Tools for handling Unique Molecular Identifiers in NGS data sets
MIT License
481 stars 190 forks source link

UMI dedup #544

Closed lkerr34 closed 2 years ago

lkerr34 commented 2 years ago

Hi and thanks you for such a useful tool!

I have used umi_tools extract to remove UMIs from some data and this seemed to have been successful. I then use Trimgalore to trim reads, bismark to align reads and samtools to sort and index the alignment.

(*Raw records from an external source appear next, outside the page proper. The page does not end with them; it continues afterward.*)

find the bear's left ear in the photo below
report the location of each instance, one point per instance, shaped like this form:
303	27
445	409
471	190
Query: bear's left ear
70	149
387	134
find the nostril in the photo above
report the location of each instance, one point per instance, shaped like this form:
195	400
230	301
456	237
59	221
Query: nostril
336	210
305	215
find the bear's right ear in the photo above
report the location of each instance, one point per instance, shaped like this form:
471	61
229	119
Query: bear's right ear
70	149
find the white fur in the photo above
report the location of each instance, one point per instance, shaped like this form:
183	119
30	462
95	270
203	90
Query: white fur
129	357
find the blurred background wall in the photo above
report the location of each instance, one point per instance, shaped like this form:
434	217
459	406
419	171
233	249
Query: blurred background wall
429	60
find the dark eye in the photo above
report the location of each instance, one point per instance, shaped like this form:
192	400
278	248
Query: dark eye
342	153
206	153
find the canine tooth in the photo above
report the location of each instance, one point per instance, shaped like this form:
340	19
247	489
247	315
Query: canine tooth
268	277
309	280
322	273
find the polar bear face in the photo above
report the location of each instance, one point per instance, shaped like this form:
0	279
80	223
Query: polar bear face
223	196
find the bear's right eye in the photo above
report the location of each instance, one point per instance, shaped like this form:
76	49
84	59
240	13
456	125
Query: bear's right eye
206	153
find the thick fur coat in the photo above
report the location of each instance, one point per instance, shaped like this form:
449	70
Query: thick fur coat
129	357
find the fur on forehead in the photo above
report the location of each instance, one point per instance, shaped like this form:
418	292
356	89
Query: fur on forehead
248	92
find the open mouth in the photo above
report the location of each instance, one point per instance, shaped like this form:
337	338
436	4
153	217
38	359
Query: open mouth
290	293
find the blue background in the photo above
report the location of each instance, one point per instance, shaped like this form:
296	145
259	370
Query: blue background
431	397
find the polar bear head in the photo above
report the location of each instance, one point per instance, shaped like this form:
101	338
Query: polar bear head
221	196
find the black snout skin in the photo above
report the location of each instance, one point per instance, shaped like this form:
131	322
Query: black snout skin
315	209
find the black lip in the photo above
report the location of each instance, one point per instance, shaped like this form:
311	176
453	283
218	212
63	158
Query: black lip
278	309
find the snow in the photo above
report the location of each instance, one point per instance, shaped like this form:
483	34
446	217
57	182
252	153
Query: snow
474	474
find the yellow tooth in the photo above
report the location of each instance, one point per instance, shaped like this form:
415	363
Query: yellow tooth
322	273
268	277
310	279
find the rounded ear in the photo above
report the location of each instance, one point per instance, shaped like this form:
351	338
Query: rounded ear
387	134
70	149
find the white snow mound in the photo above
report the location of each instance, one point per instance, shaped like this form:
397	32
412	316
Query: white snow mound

However, when I use umi_tools dedup I am only left with only 89 of the original 36986 read pairs. I seen in the documentation that when UMIs are extracted using umi_tools extract, then the UMI is the last word in the read name. I have attached snippets of the output from umi_tools extract and my aligned file. In the output from umi tools the UMI is indeed at the end of the file name but in the alignment file the UMI is the 8 digits before the "_1:N:0..." in the read name so perhaps this is the problem. I have also attached the output I get from umi_tools dedup. Any help you could provide regarding this issue would be really appreciated!

Thanks! Lyndsay

image image image

IanSudbery commented 2 years ago

Yes. It appears that bismark is altering the readnames so that it is attaching the 1:N:0 part of the read header to the rest of the read name, and thus UMI-tools can't find the UMI. My feeling is that it would be best to remove this. Probably the easiest way is before alignment. I think:

$ zcat input_reads.fastq.gz | sed -E 's/ [12]:N:0:.+//' | gzip > reprocessed.fastq.gz

should do the trick, but it would be worth checking the output.

lkerr34 commented 2 years ago

Great--thank you so much for your help!